El régimen de gobierno en los Imperios Mesopotámicos

            Una mirada general a lo que se entiende ahora por Edad Antigua lleva a la convicción de una ininterrumpida sucesión de Imperios que ejercían el poder  mediante una doble tiranía o dictadura: la interior, dominando una ínfima minoría sobre la generalidad, valiéndose de diversos medios de sujeción; y exterior, en el sentido de que cada uno de esos pueblos consideraba al resto como bárbaros, no sujetos de derechos, indignos de ser reconocidos como países iguales.
            Siempre, con la observación hecha de que, en ese mar de tiranías dos islas solitarias vivían su vida especial: Israel y China.
            Bajo este punto de vista, los llamados Imperios Orientales, que desarrollaron su vida entre la Prehistoria y Cristo tienen todos un denominador común dictatorial desde ese punto de vista.
            Estos viejos Imperios gravitaron todos alrededor en la parte hoy conocida con l nombre de Cercano Oriente - Mediterráneo Oriental, y pueden dividirse geográficamente e históricamente en tres núcleos:
            1º el oriental, que comprende principalmente los Imperios mesopotámicos y persas y el pueblo hindú;
            2º el núcleo intermedio, con Fenicia y su hija Cartago y Egipto; y
            3º el núcleo mediterráneo con Grecia y Roma.
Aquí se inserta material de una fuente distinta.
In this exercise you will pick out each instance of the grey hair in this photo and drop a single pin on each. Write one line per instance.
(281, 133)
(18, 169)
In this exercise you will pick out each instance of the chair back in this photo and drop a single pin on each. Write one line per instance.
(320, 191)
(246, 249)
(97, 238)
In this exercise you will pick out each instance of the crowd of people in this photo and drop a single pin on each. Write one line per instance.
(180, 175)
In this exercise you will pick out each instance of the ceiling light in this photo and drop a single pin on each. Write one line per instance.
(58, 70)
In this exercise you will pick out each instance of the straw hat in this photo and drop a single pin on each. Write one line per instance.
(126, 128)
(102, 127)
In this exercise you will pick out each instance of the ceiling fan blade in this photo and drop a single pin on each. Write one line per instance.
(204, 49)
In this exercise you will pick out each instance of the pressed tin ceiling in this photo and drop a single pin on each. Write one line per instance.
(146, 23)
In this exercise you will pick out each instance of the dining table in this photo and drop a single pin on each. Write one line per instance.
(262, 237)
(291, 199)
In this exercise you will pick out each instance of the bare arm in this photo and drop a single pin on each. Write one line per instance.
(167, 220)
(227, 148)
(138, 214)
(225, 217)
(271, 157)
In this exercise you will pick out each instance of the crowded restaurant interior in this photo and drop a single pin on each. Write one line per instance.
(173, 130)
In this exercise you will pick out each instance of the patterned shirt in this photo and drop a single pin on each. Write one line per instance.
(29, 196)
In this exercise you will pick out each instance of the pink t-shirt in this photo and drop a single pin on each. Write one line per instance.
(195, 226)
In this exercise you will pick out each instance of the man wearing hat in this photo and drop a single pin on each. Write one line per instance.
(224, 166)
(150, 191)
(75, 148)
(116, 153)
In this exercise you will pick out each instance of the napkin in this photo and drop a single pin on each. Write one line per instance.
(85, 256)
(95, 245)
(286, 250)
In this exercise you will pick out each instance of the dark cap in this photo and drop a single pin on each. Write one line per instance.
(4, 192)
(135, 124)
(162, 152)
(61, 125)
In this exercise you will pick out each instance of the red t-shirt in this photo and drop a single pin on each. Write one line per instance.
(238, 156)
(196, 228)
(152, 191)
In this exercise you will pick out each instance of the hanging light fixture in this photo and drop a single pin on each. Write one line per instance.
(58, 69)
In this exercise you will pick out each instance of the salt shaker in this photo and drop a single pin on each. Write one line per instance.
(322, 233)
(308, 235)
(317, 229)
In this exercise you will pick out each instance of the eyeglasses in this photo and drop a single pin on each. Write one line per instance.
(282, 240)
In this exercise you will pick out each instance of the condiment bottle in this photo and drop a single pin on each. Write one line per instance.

            a) La Mesopotamia es una de las comarcas más importantes en la historia humana, situada además, en una región que era tenida modernamente como indigna de llamar la atención, y que en estos últimos años ha revelado grandes posibilidades de diversos órdenes de riquezas.
            Meso y pótamos en palabras griegas que significan, respectivamente, medio y río. Efectivamente, riegan ese país los dos grandes ríos históricos Tigris y Eufrates, al compás de cuyas corrientes el hombre ha realizado hechos fundamentales en la historia de la civilización.
            En la parte intermedia de esas dos grandes corrientes (tierras entrerrianas) se distinguen dos regiones completamente distintas, la una hija geológica de la otra. Por el norte, un informe arremolinamiento de montañas, cuyo nudo capital parece estar  en el famoso Ararat, donde, según la Biblia, el arca de Noé quedaba varada después de la catastrófica inundación diluviana.  En el sur, una inmensa llanura arenosa y gredosa formada a través de los milenios por el acarreo de tierras desde las montañas la región anterior por las lluvias y los vientos. Un gigantesco revolutum de rocas, al norte. Un llano interminable, al sud. Región de vieja formación geológica, la primera. Región sedimentaria, hija de los dos grandes ríos y sus légamos, la segunda.
            Hoy ese país lleva el nombre de Irac, y sus capitales son: en el norte montañoso, Mosul, la antigua Nínive; en el sud, Bagdad, la vieja y famosa Babilonia.
            Históricamente, el norte era la Asiria y el sud la Caldea.
            Es interesante esa distinción, porque no es simplemente geológica y geográfica. Es, también, histórica. Porque vivían en esas dos regiones dos razas hermanas, pero constantemente o en guerra o en sujeción la una de la otra. De ahí que, al tratar algún problema mosopotámico de los antiguos tiempos, haya que distinguir entre los Imperios asirios o ninivitas, y los Imperios caldeos o babilónicos.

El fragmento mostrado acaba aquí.